Navarro se levantó y se acercó a
la ventana, estaba esperando la vasco, pero su compañero no parecía dispuesto a
llegar aquella mañana y necesitaban sentarse y poner en común las novedades y
avances del último mes; aunque sabía que eran más bien escasas, por no decir
nulas. Y, lo peor, durante los carnavales se habían producido altercados en las
calles y la policía había tenido que poner todos sus sentidos en acabar con
ellos; había leído algo en la prensa pero sobre todo, había visto las
consecuencias: habían llegado a prender fuego a uno de los almacenes de la
comisaria. Todavía estaban estudiando cómo habían logrado llegar hasta ellos,
pero Navarro estaba seguro de que había sido alguien de dentro. La sospecha se
había confirmado aquella mañana: en la sala quemada estaban, supuestamente,
guardada toda la información sobre el caso. Miró los archivadores apilado de
forma desordenada bajo la mesita auxiliar y se hizo prometer así mismo que
nadie sabría que no se había perdido ni un solo dato. Se fue de vacaciones, sí,
pero nunca supo separar el trabajo de su propia vida y, con la desconfianza
creciente de los últimos meses, había sacado todo el material para custodiarlo
en casa. Ahora se alegraba de ello, pese a saber que podría haberle supuesto
una sanción de por vida. Se acercó a
recoger una de las carpetas cuando la puerta se abrió de golpe. Echevarria
entró jadeando, se dejó caer en la silla, se bebió el botellín de agua de su
amigo y, cuando recupero el aliento, dijo pausado:
-Nuestro secuestrador ha vuelto.
Mismo modus operandi, mismo último testigo. Pero ahora sí que no nos libraremos
de la prensa: Ha desaparecido el concejal de Fiestas cuando volvía de una gala benéfica.

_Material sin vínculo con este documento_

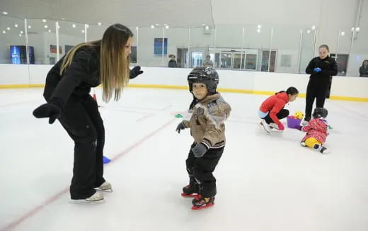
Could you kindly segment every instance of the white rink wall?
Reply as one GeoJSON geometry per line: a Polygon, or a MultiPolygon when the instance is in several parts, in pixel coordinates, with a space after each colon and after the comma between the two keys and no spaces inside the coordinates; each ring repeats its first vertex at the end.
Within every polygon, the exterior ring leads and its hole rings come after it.
{"type": "MultiPolygon", "coordinates": [[[[0,88],[17,85],[44,84],[52,65],[0,64],[0,88]],[[2,86],[1,86],[2,85],[2,86]]],[[[132,84],[187,86],[190,69],[142,67],[144,73],[132,84]]],[[[305,94],[309,75],[218,70],[219,87],[255,91],[278,91],[293,86],[305,94]]],[[[368,100],[368,78],[333,77],[331,96],[364,98],[368,100]]]]}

No cogió el coche oficial, se fue en taxi. El taxista, un tal Juan José con
licencia desde hace más de 20 años, es uno de esos conductores de confianza en
el Ayuntamiento. Jura que lo dejó en el mismo portal de su casa –dejó el plano
de Cádiz sobre la mesa y señaló una vivienda en la Plaza Mina- Se despidieron y
se fue.
-No vio nada más, claro. Nunca
ven nada.
-Si que vio –la sonrisa cruzó su
rostro- vive a dos pasos de allí, en Antonio López. Había dejado el taxi en la
Plaza de España y subía andando cuando le pareció ver al concejal doblar la
esquina de Isabel la Católica. Le llamó la atención porque era extraño que,
después de haberse quedado en su casa se fuera de juerga; pero no sería ni la
primera ni la última vez que se encontrase a sus clientes en los bares después
de haberle pedido que le llevasen a casa. Lo que si le extrañó –hizo una pausa
que le pareció eterna a Navarro- es que iba acompañado por un policía uniformado.
Según dice, recuerda que pensó, que algo malo tendría que haber pasado cuando
la policía acudía a despertar a una autoridad. Más con el carácter que se gasta
el concejal.
-¿Cuánto tiempo ha pasado desde
la desaparición?
-Tres días. Su mujer no estaba en
casa y hasta que no llegó ayer de viaje nadie se dio cuenta. Se ve que la
concejalía de fiestas tiene un horario particular… o que están acostumbrados a
que los políticos falten de su puesto.
-Bueno, al menos ahora tenemos un
lugar en el que buscar. Quizá nuestro secuestrador haya cometido un error… por
fín.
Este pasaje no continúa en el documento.